Hacker News new | past | comments | ask | show | jobs | submit login
You can now run WebAssembly on Cloudflare Workers (cloudflare.com)
190 points by kentonv on Oct 1, 2018 | hide | past | favorite | 47 comments



Each person can take their own meaning away from this, but for me the most impressive part will always be @kentonv's hand-rolled libc replacement: https://github.com/cloudflare/cloudflare-workers-wasm-demo/b...


Everyone who's in CS at UIUC has to write their own libc replacement:

http://cs241.cs.illinois.edu/malloc.html

There is (or at least was) a score board you can compare against. By the end of the MP, there are usually handful beating libc.

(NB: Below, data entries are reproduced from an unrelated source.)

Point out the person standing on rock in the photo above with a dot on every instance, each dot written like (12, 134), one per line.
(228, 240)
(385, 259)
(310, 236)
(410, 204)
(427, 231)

The thing is.. libc is battle tested, so I'd always trust it over a hand rolled solution. It's always interesting to see improvements though (usually at a cost).


True enough, but if you follow the link in GP, it's not really a libc replacement. For example, free() is a no-op. It's a drastically small subset of libc.


> libc is battle tested

I'm confused; isn't libc an interface and not an implementation?


OP probably means glibc


  // Really trivial malloc() implementation. We just allocate bytes sequentially from the start of
  // the heap, and reset the whole heap to empty at the start of each request.
  extern byte __heap_base;   // Start of heap -- symbol provided by compiler.

  byte* heap = NULL;         // Current heap position.
  void* last_malloc = NULL;  // Last value returned by malloc(), for trivial optimizations.

  void* malloc(size_t n) {
    last_malloc = heap;
    heap += n;
    return last_malloc;
  }
Am I missing something? How can this work? __heap_base is never used, so first malloc returns a pointer to (void * )NULL;

Shouldn't it be:

  byte *heap = &__heap_base;
or something to that effect?

I haven't read the rest of the code, nor know how WebAssembly works, but I can't make sense of that snippet.


https://github.com/cloudflare/cloudflare-workers-wasm-demo/b...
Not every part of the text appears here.